Opinião
Brexit: potenciais desfechos e cenários para a libra
Com a perspetiva de mudanças drásticas no panorama político britânico no horizonte pós-eleições, a relativa estabilidade atual da libra pode bem ser apenas a calma que antecede a tempestade, adivinhando-se tempos mais voláteis.
Já passaram quase três anos e meio desde o referendo de 23 de junho de 2016, que tomou muitos de surpresa e revelou que a maioria dos britânicos era a favor da saída do Reino Unido da União Europeia. Desde então, a surpresa deu lugar à frustração, sendo que a necessidade de uma resolução é cada vez mais premente. A incerteza prolongada acerca do desfecho deste processo está a afetar a economia e a coesão da sociedade britânica, que se tem vindo a polarizar em torno do assunto. As empresas e os indivíduos têm planos de investimento suspensos, o governo está demasiado absorvido pelo Brexit para se focar noutros domínios e o Banco de Inglaterra tem sido incapaz de executar um ciclo de consolidação monetária.

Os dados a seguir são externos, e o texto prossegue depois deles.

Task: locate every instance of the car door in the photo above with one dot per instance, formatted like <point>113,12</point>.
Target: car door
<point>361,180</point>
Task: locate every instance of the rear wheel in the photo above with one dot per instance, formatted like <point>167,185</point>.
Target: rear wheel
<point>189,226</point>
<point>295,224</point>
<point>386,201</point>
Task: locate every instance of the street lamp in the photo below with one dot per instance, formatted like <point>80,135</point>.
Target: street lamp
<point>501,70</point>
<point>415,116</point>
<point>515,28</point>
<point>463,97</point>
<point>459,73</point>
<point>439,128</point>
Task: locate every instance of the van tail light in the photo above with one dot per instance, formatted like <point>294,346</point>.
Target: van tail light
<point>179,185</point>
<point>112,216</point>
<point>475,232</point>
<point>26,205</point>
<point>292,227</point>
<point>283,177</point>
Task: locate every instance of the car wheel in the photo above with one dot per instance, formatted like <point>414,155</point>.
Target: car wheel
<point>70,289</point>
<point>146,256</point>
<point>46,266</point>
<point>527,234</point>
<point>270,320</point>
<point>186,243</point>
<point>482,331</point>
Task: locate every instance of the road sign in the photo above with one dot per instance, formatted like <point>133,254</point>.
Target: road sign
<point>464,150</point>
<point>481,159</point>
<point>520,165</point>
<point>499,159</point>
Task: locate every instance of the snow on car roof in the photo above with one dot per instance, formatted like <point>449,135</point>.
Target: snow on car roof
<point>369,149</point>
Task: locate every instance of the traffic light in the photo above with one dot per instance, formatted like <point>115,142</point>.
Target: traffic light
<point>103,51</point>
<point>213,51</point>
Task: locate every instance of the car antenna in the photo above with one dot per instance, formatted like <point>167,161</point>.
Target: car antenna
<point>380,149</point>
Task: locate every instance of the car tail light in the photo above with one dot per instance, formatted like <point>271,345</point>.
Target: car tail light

Este contexto influencia negativamente a libra, que, à data, já perdeu mais de 10% relativamente ao valor que registava a 22 de junho de 2016, na véspera do referendo, tendo chegado a afundar mais de 17% quando atingiu o seu mínimo.
Em termos gerais, desde o referendo, a cotação da libra tem obedecido a uma regra simples: quanto menor o âmbito da mudança na atual relação com a União Europeia, melhor. Estima-se que o acordo de Boris Johnson atinja os cofres do Reino Unido no montante de, aproximadamente, 130 biliões de libras, o que representa 6,7% do PIB ao longo dos próximos 15 anos. No entanto, esta é uma opção menos prejudicial do que abandonar a União Europeia sem um acordo, o que, no mesmo período de tempo, penalizaria o PIB em 9,3%. Estes dados constam de um estudo de impacto, elaborado pelo governo britânico há um ano, que teve em consideração um cenário semelhante ao do acordo proposto por Boris Johnson.
Desde meados de outubro, quando um Brexit negociado voltou a ser uma possibilidade em aberto, a libra estabilizou perto do nível dos 1,28$, no qual se encontra atualmente. Este facto reflete a menor probabilidade de um não-acordo, mas também um certo grau de incerteza, à medida que o país se prepara para uma eleição antecipada. O que será que se pode esperar da libra daqui para a frente? De momento, anteveem-se quatro possíveis cenários:
1) De acordo com a maioria das sondagens, o mais expectável é que o Partido Conservador saia vencedor, com apoio parlamentar suficiente para assegurar que o acordo para o Brexit que está em discussão é ratificado e que a saída do Reino Unido da União Europeia acontece a 31 de janeiro de 2020, não sendo ainda clara qual a duração do subsequente período de transição. Alguns membros da UE avançaram com 2022 como um prazo realista, dando tempo para que se estabeleça um acordo comercial pós-Brexit. Boris Johnson, por sua vez, já afirmou que dezembro de 2020 assinalará o final do processo. Contudo, ainda há margem para que mude de opinião (ou seja forçado a tal).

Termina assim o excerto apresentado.